In many laundries, one of the biggest production roadblocks is the ironer, often because staffing is not adjusted to maximize throughput. Ironing sheets and full-size table linens requires two people feeding and one catching. The catcher has time also to catch towel folders if the ironer has a stacker on the end. Although this may require repositioning of the towel folder so the catching end is closer to the ironer stacker, it frequently can be done at minimal cost.

What of ironing napkins, runners and pillowcases? Staff frequently switches from processing sheets or table linen to these smaller items, which can cause the ironer to be operated under capacity. In such cases, everyone is busy but not fully productive, and the ironer is under-used. To improve throughput the average ironer should be staffed as follows:

  • Pillow cases: three feed and one catch
  • Napkins: four feed and two catch.

This may not seem like much, but here’s the difference in ironer time used: If one person can feed 720 pillowcases per hour (or five seconds a case), two feeding and one catching means the ironer will process 1,440 pillowcases per hour of machine time or 480 cases per person hour (1440/3). With three-and-one staffing, the machine can produce 2,160 pillowcases per hour or 540 per person hour (2160/4)—a 12.5-percent increase with one small adjustment. Assume 400 occupied rooms with an average of three pillowcases per room would yield 1,200 pillowcases to be ironed. In two-to-one staffing, the machine would have to operate for 50 minutes to process these. In three-to-one staffing, the machine operates for only 34 minutes or a third less, reducing operating costs and making more time available for other items to be ironed. The example for napkins yields the same results from a machine-time usage, halving the time needed but with the same productivity. With machines that stack on a rail, one catcher can handle four feeders and productivity jumps even more.

The same improvement in machine time for towel-folding can be made when the towel folder is operated when sheets are ironed, enabling a person catching sheets to also catch and stack towels. Frequently, the towel feeder also stacks, reducing throughput. That leads to increases in machine run time, higher operating costs and more maintenance.

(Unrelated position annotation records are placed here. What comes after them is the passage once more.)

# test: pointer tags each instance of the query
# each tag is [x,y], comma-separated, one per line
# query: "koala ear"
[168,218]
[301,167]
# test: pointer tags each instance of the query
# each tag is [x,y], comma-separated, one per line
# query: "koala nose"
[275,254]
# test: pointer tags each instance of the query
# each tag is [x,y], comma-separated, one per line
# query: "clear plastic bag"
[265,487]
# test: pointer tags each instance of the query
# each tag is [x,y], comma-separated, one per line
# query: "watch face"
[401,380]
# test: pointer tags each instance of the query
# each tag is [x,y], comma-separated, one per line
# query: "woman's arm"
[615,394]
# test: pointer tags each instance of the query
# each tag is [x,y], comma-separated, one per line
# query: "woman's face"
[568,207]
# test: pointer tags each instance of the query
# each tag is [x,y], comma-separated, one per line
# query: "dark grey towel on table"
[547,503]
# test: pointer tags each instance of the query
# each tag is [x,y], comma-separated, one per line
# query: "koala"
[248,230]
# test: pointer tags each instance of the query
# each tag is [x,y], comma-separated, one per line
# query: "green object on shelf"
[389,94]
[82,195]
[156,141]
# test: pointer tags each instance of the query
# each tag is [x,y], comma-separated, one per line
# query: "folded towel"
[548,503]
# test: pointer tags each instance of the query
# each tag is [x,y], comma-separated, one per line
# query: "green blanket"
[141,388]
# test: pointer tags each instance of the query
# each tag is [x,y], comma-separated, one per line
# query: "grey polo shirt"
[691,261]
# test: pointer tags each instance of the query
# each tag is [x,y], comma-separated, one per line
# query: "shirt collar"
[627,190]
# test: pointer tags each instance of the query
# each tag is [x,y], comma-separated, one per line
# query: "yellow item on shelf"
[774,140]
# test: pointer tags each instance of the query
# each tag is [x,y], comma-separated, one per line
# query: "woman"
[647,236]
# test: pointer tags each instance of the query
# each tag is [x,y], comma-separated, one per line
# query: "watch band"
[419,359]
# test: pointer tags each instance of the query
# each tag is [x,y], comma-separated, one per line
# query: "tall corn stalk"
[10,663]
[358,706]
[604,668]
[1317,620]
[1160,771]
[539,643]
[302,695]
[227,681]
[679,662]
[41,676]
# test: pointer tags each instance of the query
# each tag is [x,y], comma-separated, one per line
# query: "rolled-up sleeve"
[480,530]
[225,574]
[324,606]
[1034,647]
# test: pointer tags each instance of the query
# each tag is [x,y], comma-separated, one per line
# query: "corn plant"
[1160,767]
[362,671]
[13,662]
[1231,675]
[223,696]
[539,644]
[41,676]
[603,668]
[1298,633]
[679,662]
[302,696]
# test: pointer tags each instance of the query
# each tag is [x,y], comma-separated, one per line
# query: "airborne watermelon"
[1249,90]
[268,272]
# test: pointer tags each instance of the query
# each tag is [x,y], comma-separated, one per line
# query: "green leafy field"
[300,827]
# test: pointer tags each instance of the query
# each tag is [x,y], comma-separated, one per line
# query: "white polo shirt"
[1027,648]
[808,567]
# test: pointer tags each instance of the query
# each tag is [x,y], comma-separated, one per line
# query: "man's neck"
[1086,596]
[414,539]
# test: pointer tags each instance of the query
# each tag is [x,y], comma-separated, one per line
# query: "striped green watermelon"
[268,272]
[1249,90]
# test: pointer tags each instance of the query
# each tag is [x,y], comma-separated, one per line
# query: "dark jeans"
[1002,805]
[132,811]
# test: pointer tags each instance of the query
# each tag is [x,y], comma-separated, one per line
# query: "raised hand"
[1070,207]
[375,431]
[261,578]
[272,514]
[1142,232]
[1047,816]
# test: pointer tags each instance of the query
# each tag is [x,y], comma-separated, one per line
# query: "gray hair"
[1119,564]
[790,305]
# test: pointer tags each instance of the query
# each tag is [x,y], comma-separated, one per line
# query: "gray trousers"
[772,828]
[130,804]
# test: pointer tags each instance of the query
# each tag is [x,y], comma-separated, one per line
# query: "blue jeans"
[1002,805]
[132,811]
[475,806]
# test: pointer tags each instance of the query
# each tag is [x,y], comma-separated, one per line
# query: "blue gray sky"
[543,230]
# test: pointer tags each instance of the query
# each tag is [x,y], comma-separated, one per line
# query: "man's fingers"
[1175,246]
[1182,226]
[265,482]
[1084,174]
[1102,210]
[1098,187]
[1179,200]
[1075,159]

As in any effective manufacturing operation, production controls are needed to measure throughput compared to standards. These controls also will highlight off-standards conditions and enable quick responses. For example, if you see that hourly production of pillowcases per ironer hour amounts to only 1,400, you can be pretty sure your staffing is not appropriate to product and machine. Corrective action can be immediately taken. Posting a chart showing correct staffing by machine for each production item helps the team move to this improved performance environment.

Finally, a good system requires use of a forecast of all key business indicators that affect the laundry operation, as well as production controls to measure throughput and productivity throughout the shift. If the ironer produces 600 sheets per running hour, that must be measured to prevent backlogs. Daily controls are critical in any processing plant, including the hotel laundry. And if staff is adjusted to make sure machines produce at correct capacity, backlogs will be lessened, clean product will be available when needed and the staff will be more motivated.

This article appeared in Lodging Hospitality, April 15, 2008 issue.